Nei pazienti chirurgici con storia di emicrania aumenta il rischio di ictus ischemico peri-operatorio, secondo i risultati di a uno studio appena pubblicato sul British Medical Journal e coordinato da Matthias Eikermann, direttore del dipartimento di anestesia, rianimazione e medicina del dolore al Massachusetts General Hospital e Harvard Medical School di Boston. «Fino a un quinto della popolazione generale soffre di emicrania, un disturbo che influenza sia il sistema nervoso sia quello vascolare, mentre lo stress chirurgico e le risposte infiammatorie post-procedurali sono note per facilitare fenomeni tromboembolici con conseguente aumento del rischio di ictus ischemico al momento dell'intervento» spiegano i ricercatori, che per verificare eventuali collegamenti fra presenza di emicrania e rischio di ictus ischemico peri-operatorio hanno esaminato le cartelle cliniche di quasi 125.000 pazienti operati in anestesia generale con ventilazione meccanica in tre ospedali del Massachusetts tra il 2007 e il 2014. Di questi, l'8% aveva una diagnosi di emicrania, e il 13% ha avuto un'emicrania con aura.

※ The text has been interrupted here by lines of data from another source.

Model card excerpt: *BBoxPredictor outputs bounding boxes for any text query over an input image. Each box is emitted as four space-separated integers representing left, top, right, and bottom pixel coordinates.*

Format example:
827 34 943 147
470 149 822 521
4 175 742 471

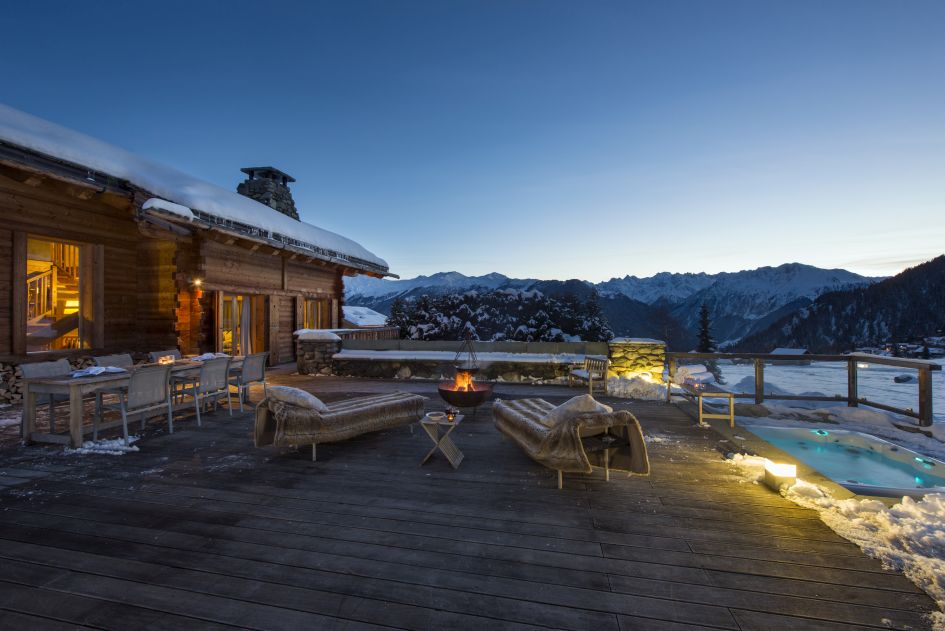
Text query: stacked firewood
0 357 94 403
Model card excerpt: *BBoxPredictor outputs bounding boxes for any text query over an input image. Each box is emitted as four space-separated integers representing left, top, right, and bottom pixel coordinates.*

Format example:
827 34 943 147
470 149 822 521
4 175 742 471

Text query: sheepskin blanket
492 399 650 475
255 392 426 447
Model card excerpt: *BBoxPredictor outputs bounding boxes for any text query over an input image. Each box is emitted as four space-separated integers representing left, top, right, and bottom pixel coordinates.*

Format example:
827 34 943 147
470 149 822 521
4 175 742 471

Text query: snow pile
332 348 584 364
63 436 139 456
293 329 341 342
607 377 666 401
342 305 387 326
728 454 945 631
0 104 387 269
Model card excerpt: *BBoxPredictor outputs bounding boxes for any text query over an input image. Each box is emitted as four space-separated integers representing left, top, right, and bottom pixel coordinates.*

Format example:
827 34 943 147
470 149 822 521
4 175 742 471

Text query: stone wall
608 337 666 383
295 333 341 375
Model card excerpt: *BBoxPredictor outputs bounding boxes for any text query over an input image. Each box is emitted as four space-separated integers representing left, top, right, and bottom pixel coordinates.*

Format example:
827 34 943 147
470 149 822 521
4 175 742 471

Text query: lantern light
765 460 797 491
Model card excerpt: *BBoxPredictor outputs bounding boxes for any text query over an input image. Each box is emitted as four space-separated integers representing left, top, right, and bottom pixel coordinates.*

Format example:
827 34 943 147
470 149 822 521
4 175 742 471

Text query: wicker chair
179 357 233 427
230 351 269 412
20 359 72 435
92 366 174 445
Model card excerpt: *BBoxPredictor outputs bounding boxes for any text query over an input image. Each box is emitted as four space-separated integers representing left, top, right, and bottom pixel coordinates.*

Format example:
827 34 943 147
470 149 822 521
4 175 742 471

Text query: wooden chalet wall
177 231 342 364
0 162 362 364
0 164 159 360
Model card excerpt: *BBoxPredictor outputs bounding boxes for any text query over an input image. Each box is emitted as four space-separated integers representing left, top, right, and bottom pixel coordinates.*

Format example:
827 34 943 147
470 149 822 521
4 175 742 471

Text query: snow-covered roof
0 103 388 272
771 348 807 355
342 305 387 326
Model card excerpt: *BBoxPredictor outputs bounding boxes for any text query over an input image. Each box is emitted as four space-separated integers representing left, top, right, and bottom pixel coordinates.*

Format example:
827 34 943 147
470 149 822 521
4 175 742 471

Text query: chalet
0 105 392 370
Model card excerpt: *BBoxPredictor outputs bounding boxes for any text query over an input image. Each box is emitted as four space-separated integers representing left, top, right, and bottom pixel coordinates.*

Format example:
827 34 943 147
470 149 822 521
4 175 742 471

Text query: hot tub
748 427 945 497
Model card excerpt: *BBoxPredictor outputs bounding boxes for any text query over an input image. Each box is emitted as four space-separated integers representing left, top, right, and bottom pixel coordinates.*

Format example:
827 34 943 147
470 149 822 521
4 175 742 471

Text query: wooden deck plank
0 370 933 630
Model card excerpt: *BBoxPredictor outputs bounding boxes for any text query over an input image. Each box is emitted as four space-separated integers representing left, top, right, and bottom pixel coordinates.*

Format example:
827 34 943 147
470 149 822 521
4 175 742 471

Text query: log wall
0 165 141 360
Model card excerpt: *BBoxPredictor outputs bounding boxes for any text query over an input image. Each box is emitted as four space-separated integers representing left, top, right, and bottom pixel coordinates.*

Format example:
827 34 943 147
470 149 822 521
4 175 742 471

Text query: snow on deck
0 104 388 269
333 350 584 364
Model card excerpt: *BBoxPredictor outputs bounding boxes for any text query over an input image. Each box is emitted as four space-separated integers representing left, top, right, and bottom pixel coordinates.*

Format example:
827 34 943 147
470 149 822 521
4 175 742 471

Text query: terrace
0 367 935 629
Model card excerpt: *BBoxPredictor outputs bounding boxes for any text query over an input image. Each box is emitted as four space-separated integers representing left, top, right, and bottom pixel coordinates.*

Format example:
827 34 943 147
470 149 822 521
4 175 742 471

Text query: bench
568 355 610 395
676 383 735 429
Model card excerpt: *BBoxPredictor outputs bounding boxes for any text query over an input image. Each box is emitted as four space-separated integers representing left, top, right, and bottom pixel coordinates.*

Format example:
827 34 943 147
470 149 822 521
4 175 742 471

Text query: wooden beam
10 230 27 357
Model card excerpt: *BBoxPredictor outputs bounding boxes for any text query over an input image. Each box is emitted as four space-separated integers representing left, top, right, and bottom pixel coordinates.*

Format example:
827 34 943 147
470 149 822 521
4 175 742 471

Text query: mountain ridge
345 263 876 350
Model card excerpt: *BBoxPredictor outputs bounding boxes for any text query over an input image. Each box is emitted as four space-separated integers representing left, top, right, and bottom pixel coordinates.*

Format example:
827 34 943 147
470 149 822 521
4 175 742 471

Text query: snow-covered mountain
739 256 945 353
597 272 722 305
345 263 877 350
672 263 875 343
345 272 535 304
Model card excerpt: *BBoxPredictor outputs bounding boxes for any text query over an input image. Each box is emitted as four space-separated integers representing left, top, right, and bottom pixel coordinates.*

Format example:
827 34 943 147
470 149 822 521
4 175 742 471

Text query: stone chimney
236 167 299 221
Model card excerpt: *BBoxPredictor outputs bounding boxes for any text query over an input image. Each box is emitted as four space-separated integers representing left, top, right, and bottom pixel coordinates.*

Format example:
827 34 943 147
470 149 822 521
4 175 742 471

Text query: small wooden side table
420 414 463 469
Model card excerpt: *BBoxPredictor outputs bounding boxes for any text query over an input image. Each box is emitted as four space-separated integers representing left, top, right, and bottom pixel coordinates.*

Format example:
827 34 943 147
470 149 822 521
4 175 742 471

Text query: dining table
22 356 243 448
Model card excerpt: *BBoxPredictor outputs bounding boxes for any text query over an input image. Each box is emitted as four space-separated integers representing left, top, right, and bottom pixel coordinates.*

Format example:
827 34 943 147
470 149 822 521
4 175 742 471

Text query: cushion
266 386 329 414
539 394 614 427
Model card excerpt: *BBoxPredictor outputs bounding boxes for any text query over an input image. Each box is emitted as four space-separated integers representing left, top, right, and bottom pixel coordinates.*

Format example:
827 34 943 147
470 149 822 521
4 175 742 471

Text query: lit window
25 237 91 353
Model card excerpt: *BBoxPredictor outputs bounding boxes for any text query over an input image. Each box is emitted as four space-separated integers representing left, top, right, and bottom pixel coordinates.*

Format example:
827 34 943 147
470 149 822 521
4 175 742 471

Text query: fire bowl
437 381 492 408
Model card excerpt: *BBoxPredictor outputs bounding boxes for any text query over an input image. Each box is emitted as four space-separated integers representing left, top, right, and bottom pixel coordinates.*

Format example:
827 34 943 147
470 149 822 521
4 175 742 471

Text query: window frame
10 230 105 358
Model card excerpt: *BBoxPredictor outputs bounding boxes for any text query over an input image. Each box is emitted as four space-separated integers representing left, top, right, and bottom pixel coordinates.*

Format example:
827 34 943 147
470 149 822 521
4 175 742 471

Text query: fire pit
437 336 492 414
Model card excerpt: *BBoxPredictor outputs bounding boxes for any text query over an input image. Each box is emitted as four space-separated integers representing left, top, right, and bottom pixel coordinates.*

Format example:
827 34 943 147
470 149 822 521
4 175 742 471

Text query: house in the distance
768 348 810 366
0 105 391 363
343 305 387 329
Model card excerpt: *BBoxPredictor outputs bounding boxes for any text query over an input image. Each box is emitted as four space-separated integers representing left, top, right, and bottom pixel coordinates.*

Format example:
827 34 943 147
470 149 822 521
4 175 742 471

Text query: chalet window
302 298 331 329
18 235 101 353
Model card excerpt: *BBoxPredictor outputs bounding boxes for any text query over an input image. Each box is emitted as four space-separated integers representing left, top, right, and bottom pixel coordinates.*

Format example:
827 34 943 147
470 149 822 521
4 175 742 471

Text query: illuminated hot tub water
749 427 945 497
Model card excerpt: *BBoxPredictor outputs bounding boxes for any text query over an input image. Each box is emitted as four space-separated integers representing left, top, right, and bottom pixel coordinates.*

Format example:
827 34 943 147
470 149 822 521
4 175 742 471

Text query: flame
453 370 474 392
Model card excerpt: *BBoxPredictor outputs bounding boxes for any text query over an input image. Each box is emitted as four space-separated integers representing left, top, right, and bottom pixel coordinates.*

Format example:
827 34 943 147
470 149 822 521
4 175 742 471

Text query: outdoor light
765 460 797 491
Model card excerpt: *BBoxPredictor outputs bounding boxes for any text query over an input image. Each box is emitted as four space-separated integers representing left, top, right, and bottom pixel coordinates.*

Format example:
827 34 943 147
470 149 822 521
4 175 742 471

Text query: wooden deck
0 371 934 631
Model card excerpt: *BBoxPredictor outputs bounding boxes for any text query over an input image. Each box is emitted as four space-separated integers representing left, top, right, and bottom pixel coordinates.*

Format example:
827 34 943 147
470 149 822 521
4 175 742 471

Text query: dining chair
92 365 174 445
230 351 269 412
180 357 233 427
20 359 72 435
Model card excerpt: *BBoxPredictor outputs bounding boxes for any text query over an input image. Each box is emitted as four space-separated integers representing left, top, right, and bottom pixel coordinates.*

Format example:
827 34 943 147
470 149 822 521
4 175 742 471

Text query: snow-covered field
719 363 945 424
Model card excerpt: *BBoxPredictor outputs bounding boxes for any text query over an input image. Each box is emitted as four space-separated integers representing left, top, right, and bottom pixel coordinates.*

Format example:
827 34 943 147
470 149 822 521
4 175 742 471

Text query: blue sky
0 0 945 281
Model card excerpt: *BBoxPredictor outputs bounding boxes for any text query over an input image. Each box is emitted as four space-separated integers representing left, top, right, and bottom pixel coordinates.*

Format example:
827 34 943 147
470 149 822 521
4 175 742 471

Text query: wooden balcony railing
332 326 400 340
666 353 942 427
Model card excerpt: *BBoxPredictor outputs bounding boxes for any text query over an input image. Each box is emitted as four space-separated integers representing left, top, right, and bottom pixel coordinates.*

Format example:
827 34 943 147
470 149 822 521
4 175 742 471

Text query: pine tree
696 302 725 384
696 302 715 353
387 298 410 340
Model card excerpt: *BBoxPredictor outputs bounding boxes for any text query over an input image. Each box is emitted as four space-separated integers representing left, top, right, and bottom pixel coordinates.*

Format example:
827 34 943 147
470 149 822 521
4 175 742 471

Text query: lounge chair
255 386 426 461
492 395 650 489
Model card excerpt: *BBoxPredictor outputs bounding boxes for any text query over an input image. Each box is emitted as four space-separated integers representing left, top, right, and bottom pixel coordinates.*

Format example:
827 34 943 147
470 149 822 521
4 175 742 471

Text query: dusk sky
0 0 945 281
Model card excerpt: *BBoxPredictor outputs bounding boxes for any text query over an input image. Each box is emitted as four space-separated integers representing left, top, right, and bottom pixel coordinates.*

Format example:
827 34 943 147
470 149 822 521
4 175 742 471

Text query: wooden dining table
22 357 243 448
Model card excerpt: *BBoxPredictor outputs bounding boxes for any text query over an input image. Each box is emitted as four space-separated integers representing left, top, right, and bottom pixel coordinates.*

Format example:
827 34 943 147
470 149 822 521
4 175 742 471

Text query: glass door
218 293 253 355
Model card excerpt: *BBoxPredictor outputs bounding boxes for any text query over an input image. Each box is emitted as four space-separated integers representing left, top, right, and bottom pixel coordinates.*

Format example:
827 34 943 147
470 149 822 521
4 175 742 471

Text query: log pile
0 357 94 403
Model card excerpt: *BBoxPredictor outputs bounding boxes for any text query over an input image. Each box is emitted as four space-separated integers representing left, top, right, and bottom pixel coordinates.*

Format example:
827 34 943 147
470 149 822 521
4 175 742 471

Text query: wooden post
919 367 932 427
10 230 28 357
847 357 860 408
754 357 765 405
666 357 677 403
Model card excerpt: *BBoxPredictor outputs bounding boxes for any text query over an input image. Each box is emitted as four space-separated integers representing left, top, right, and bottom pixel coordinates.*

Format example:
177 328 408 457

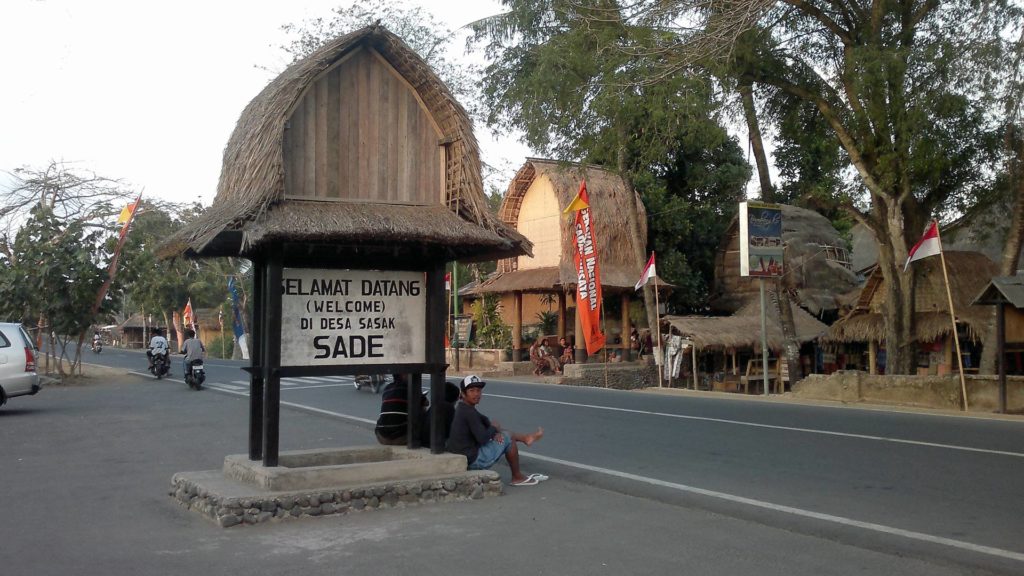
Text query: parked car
0 322 39 406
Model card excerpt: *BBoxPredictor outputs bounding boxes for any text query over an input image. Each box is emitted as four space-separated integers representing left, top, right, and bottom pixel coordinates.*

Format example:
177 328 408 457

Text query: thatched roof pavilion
164 25 530 265
825 251 998 342
474 158 665 293
662 300 828 351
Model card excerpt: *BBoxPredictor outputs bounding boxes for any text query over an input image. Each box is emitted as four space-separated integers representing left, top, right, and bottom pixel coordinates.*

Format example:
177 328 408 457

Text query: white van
0 322 39 406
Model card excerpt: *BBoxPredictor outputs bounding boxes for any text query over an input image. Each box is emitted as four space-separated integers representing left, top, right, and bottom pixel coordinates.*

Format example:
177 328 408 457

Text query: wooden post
512 290 522 362
995 302 1007 414
425 263 447 454
558 291 565 338
867 340 879 375
572 296 587 363
758 278 768 396
262 245 284 467
249 256 266 461
690 342 699 389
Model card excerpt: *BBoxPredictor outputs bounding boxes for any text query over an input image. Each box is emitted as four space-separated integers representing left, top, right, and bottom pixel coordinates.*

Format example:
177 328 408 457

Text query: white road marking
487 394 1024 458
524 448 1024 562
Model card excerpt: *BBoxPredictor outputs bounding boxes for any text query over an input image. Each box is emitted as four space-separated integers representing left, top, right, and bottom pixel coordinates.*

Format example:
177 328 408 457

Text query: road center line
201 386 1024 562
487 394 1024 458
524 450 1024 562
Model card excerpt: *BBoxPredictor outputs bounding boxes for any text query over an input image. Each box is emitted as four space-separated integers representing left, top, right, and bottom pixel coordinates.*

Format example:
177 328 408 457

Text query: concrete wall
793 370 1024 413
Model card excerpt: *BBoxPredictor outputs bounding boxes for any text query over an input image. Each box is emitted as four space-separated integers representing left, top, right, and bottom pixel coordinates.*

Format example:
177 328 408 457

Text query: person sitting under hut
374 374 427 446
558 337 575 365
447 375 548 486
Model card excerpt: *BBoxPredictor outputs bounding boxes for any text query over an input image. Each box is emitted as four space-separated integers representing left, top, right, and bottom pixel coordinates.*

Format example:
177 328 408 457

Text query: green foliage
537 311 558 334
206 328 234 358
0 205 106 335
474 0 751 308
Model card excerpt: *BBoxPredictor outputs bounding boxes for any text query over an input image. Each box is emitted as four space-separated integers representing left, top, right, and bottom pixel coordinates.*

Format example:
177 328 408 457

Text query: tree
474 0 750 327
0 162 132 375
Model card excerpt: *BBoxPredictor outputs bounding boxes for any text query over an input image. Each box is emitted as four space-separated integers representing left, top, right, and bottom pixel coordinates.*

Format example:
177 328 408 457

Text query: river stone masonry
169 470 504 528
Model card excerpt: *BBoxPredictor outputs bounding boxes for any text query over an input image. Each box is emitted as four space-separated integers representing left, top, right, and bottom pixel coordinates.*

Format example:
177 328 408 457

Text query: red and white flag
633 252 657 291
903 220 942 272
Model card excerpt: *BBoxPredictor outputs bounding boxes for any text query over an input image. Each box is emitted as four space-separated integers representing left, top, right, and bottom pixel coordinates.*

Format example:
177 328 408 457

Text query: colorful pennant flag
566 180 605 354
903 220 942 272
633 252 657 291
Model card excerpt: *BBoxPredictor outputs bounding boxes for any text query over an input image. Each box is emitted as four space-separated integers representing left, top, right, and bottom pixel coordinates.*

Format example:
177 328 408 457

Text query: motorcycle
352 374 389 394
185 360 206 390
150 352 171 380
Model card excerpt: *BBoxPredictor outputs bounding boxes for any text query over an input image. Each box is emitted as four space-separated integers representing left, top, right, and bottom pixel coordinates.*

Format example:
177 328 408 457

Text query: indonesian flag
118 193 142 240
903 220 942 272
181 298 196 328
633 252 657 291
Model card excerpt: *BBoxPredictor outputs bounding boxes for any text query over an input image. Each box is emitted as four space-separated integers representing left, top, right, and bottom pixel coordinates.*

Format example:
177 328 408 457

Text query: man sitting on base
447 375 548 486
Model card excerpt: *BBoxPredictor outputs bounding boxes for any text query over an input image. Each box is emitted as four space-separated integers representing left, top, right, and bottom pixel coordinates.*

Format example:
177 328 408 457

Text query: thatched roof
475 158 655 293
163 25 530 259
712 204 858 315
825 251 998 342
662 300 828 349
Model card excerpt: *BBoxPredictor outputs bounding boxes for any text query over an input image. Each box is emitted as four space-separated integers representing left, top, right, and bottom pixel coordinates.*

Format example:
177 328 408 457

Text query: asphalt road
0 348 1024 574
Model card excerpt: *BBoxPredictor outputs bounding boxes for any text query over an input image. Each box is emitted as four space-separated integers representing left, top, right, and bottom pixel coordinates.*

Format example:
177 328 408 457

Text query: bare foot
523 426 544 446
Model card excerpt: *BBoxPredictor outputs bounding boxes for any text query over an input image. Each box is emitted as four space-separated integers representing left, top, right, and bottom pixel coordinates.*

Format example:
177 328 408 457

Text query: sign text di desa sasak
281 269 427 366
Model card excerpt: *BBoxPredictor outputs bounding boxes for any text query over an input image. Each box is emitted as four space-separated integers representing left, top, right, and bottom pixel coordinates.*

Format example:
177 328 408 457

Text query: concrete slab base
169 446 504 528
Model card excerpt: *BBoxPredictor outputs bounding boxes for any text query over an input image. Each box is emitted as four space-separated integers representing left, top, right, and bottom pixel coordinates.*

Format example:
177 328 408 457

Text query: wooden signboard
281 269 427 366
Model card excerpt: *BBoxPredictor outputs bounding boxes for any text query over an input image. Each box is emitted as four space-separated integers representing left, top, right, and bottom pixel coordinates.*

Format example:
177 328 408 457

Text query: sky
0 0 532 205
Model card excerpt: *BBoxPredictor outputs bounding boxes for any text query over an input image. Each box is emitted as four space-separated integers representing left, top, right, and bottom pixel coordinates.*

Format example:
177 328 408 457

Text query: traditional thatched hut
165 26 529 266
165 25 530 466
824 251 998 374
712 204 858 320
473 158 664 358
662 299 828 379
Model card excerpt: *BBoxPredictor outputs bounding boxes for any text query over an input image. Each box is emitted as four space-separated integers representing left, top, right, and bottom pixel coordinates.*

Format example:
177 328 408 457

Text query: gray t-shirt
181 338 206 362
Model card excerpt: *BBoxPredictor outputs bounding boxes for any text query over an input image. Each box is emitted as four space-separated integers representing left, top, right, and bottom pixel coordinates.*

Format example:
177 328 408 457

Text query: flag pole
932 220 968 412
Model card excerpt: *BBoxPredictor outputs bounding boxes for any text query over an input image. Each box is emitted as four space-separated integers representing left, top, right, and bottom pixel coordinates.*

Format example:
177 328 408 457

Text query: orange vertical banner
565 180 605 354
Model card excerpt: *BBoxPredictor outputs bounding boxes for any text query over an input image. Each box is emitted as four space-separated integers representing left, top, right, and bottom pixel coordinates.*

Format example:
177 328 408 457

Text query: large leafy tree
474 0 750 326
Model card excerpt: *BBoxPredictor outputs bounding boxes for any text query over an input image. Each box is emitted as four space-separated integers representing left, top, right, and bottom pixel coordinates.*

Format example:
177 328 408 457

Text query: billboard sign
281 268 427 366
739 202 784 278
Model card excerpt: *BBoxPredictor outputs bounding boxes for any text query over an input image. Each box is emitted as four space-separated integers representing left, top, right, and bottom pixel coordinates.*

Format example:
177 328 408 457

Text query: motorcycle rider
145 328 171 375
181 328 206 376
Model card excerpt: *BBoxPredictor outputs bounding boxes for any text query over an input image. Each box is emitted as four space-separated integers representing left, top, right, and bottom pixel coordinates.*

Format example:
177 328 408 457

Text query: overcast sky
0 0 529 205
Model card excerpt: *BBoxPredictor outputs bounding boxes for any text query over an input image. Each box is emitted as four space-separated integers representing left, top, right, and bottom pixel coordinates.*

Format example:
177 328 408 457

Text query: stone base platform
169 446 504 528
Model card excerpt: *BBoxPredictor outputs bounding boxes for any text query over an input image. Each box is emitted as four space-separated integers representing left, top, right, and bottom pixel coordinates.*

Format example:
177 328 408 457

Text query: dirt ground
40 363 126 386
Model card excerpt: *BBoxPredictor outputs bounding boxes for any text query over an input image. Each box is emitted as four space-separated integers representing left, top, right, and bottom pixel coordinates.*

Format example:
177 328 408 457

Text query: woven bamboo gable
714 205 858 315
165 25 530 259
826 250 998 342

«Nel complesso, lo 0,6% dei pazienti ha avuto un ictus ischemico peri-operatorio entro 30 giorni dopo l'intervento chirurgico» riprende l'autore, precisando che rispetto ai pazienti non emicranici, quelli con l'emicrania avevano un aumento del 75% delle probabilità di avere un ictus, rischio che aumentava ulteriormente se l'emicrania era con aura. In altri termini, secondo le stime di Eikermann e colleghi, per ogni 1.000 pazienti chirurgici ci sarebbero 2,4 ictus ischemici, che diventerebbero 3,9 nei pazienti con emicrania senza aura e 6,3 in quelli con aura. «Alla luce di questi dati suggeriamo di inserire la presenza emicrania con o senza aura nella valutazione del rischio peri-operatorio» concludono gli autori.

Posso davvero confermare il tutto proprio perché mio marito aveva spesso forti mal di testa e purtroppo ha avuto 3 ictus in 6 anni.
Noi davamo la causa del suo mal di testa al fatto che cantando ( la sua attività professionale ) gli procurava forti emicranie e invece erano gli sbalzi di pressione che i medici hanno sottovalutato.